Veteran news anchor Carol Marin made headlines in 1997 when she resigned from NBC-owned WMAC-TV in Chicago after the station hired Jerry Springer for on-air commentaries--an instance in which principle won out over profit in broadcasting.

After stints as a correspondent on “60 Minutes II” and an anchor for another TV station in Chicago, Marin has found gainful employment again. She’ll be the host of the pilot for a possible prime-time PBS series: “Endgame: Ethics and Values in America,” airing Sept. 18.
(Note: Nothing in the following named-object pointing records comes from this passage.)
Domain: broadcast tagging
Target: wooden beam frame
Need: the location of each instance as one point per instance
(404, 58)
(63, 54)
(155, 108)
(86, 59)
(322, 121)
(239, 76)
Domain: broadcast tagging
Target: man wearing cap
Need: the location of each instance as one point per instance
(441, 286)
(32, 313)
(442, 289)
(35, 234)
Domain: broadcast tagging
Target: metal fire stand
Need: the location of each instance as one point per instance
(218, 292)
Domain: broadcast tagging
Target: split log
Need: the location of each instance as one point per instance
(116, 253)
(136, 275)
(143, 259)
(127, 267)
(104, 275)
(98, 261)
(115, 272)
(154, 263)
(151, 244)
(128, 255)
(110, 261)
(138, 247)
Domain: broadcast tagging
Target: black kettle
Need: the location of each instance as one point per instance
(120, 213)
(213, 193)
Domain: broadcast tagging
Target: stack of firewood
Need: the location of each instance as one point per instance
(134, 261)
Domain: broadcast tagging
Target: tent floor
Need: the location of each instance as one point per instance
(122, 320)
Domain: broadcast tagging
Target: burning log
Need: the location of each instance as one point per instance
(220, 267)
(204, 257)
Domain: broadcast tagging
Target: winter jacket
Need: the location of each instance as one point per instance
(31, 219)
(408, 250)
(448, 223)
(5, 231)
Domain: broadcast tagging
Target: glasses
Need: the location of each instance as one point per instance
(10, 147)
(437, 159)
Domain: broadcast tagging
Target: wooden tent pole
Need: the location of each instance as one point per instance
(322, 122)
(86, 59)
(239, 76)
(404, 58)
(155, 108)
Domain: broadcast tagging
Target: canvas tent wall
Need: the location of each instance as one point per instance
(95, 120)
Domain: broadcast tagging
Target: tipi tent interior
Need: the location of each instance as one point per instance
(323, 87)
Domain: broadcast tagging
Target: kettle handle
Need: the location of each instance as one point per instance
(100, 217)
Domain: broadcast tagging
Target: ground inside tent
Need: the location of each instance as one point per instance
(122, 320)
The pilot will focus on the question, “Do you turn in someone who’s close to you when you know they’ve done something wrong?” Among the guests: the brother of Unabomber Theodore Kaczynski.

QUICK TAKES

Following concerts at the Hollywood Bowl last month and Verizon Wireless Amphitheater Sept. 15, The Who will play its smallest Los Angeles venue in decades when it headlines the Greek Theatre on Sept. 17. Tickets go on sale Aug. 11.... Alec Baldwin and Ellen DeGeneres will be the first stars to take over the center square in the revamped “Hollywood Squares,” replacing Whoopi Goldberg.... Jim Carrey will re-team with Tom Shadyac, who directed him in “Liar Liar” and “Ace Ventura: Pet Detective.” Carrey will play a disconsolate TV reporter in the comedy “Bruce Almighty.” Jennifer Aniston is the female lead....A. Alfred Taubman, former chairman of Sotheby’s auction house, has begun a one-year prison term in Minnesota for fixing art auction prices.